Bukan sebatas talkshow, para narasumber yang membawakan materi pun memberikan masing-masing solusi konkret untuk gerakan pelestarian bumi dan melawan plastik. Fungsionaris adat Gendang Rahong berikhtiar untuk melibatkan segenap warga kampung untuk menghidupkan kembali kearifan lokal yang menaruh hormat pada hutan dan mata air melalui gerakan menanam dan menyulam bumi dalam ritual-ritual adat. Juga, Kepala Desa Golo Poleng, di hadapan peserta yang hadir menegaskan untuk memberlakukan undang-undang desa dan ataru peraturan desa untuk menjaga dan mengamankan lokasi-lokasi mata air yang sudah dikonservasi.
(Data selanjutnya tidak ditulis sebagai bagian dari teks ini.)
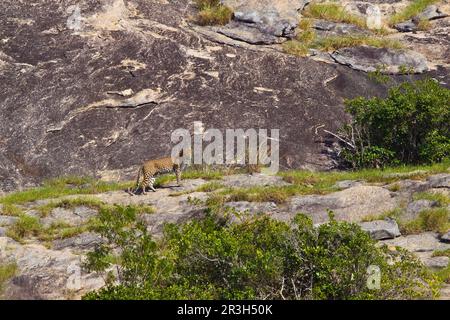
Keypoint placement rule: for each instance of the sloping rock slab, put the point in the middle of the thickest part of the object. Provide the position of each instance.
(389, 61)
(381, 229)
(352, 204)
(329, 28)
(424, 242)
(247, 33)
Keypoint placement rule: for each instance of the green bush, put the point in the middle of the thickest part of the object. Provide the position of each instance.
(410, 126)
(212, 12)
(255, 258)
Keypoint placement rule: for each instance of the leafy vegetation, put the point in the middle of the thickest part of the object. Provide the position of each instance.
(410, 126)
(410, 11)
(212, 12)
(257, 258)
(442, 253)
(7, 271)
(441, 199)
(332, 12)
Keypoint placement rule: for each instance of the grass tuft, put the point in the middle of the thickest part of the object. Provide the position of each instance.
(332, 12)
(25, 226)
(441, 199)
(410, 11)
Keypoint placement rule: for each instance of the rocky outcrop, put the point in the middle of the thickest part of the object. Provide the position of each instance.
(105, 97)
(53, 269)
(390, 61)
(263, 22)
(423, 245)
(381, 229)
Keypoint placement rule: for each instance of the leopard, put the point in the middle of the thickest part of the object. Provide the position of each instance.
(152, 168)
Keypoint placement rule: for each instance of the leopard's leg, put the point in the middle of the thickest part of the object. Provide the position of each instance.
(137, 182)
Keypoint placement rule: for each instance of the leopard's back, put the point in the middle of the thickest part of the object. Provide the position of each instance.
(159, 166)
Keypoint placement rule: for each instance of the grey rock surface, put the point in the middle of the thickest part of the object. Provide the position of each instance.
(56, 88)
(84, 241)
(390, 61)
(381, 229)
(7, 220)
(253, 207)
(332, 29)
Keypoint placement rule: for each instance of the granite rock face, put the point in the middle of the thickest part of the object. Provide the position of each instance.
(103, 97)
(275, 18)
(390, 61)
(381, 229)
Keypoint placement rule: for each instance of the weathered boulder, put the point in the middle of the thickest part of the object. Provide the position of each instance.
(276, 18)
(381, 229)
(58, 87)
(439, 181)
(414, 208)
(74, 217)
(253, 180)
(436, 262)
(390, 61)
(328, 28)
(424, 242)
(422, 245)
(353, 204)
(7, 220)
(407, 26)
(345, 184)
(432, 12)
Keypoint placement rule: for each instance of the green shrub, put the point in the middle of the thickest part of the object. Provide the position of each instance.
(257, 258)
(332, 12)
(437, 220)
(25, 226)
(410, 126)
(413, 9)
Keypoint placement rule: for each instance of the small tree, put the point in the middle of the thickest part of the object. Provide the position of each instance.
(249, 258)
(410, 126)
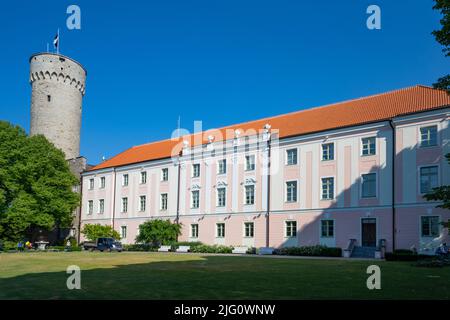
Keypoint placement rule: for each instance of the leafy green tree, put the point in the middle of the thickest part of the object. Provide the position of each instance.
(443, 37)
(158, 232)
(94, 231)
(36, 185)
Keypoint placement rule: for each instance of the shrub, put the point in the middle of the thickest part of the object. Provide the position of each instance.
(139, 247)
(404, 255)
(203, 248)
(94, 231)
(158, 232)
(317, 250)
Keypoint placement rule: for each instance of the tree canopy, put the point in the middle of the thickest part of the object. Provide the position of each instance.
(36, 184)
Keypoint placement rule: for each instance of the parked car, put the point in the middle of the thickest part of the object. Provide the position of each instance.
(103, 244)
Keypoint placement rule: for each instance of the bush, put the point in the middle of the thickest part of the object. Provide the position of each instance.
(318, 250)
(203, 248)
(139, 247)
(404, 255)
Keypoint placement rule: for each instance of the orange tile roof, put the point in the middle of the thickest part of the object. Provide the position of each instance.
(343, 114)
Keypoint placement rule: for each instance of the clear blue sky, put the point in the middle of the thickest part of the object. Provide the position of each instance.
(219, 61)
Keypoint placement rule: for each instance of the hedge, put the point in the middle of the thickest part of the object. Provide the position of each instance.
(318, 251)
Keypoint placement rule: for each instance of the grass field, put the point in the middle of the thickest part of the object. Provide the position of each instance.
(191, 276)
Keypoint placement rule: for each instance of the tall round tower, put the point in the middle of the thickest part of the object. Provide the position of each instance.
(58, 86)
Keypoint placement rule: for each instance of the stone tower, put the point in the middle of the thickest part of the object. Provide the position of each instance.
(58, 86)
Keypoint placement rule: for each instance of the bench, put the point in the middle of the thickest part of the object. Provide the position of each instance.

Sementara dari Komunitas PPPK, Yustinus Jampu mengajak generasi muda untuk lebih kreatif dan tanpa ragu-ragu berada di garda terdepan dalam kegiatan pelestarian dan perlindungan hutan dan mata air. Selain itu, gerakan untuk memerangi sampah mesti menjadi musuh bersama sehingga  alam yang indah dan baik yang kita wariskan dari leluhur tetap terpelihara dari generasi ke generasi. Selain itu, Marianus Jemada, perwakilan OMK Sirimese, dalam presentasinya menyerukan perlu dan mendesaknya mengambil langkah konkret untuk meningkatkan perekonomian masyarakat pengrajin sopi dan gula merah untuk menanam, merawat dan melestarikan enau dan pohon-pohon lokal untuk menjamin penciptaan ekonomi kreatif secara berkelanjutan, juga menjadikan Desa Golo Poleng dan Stasi Sirimese sebagai salah satu dari tujuan destinasi wisata yang dipenuhi dengan citarasa budaya dan kearifan lokal yang estetis, ekonomis dan ekologis. Senada dengan solusi-solusi, konkret yang sudah ditawarkan oleh keempat narasumber, tak ketinggalan Andre Bisa, Pastor Paroki Tentang pun menargetkan agar pohon-pohon yang telah dibudidaya di sumber-sumber air perlu dijaga, dikontrol, dimonitoring secara berkala sehingga dapat dipanen hasilnya pada waktunya. Paroki akan terus membangun kerjasama berjejaring dengan para pihak, baik pemerintah, pemuka adat maupun LSM untuk pengadaan anakan pohon untuk kegiatan konservasi lanjutan di tempat-tempat yang belum terjangkau, termasuk ruas jalan rawan longsor yang terbentang dari Sirimese sampai Tentang.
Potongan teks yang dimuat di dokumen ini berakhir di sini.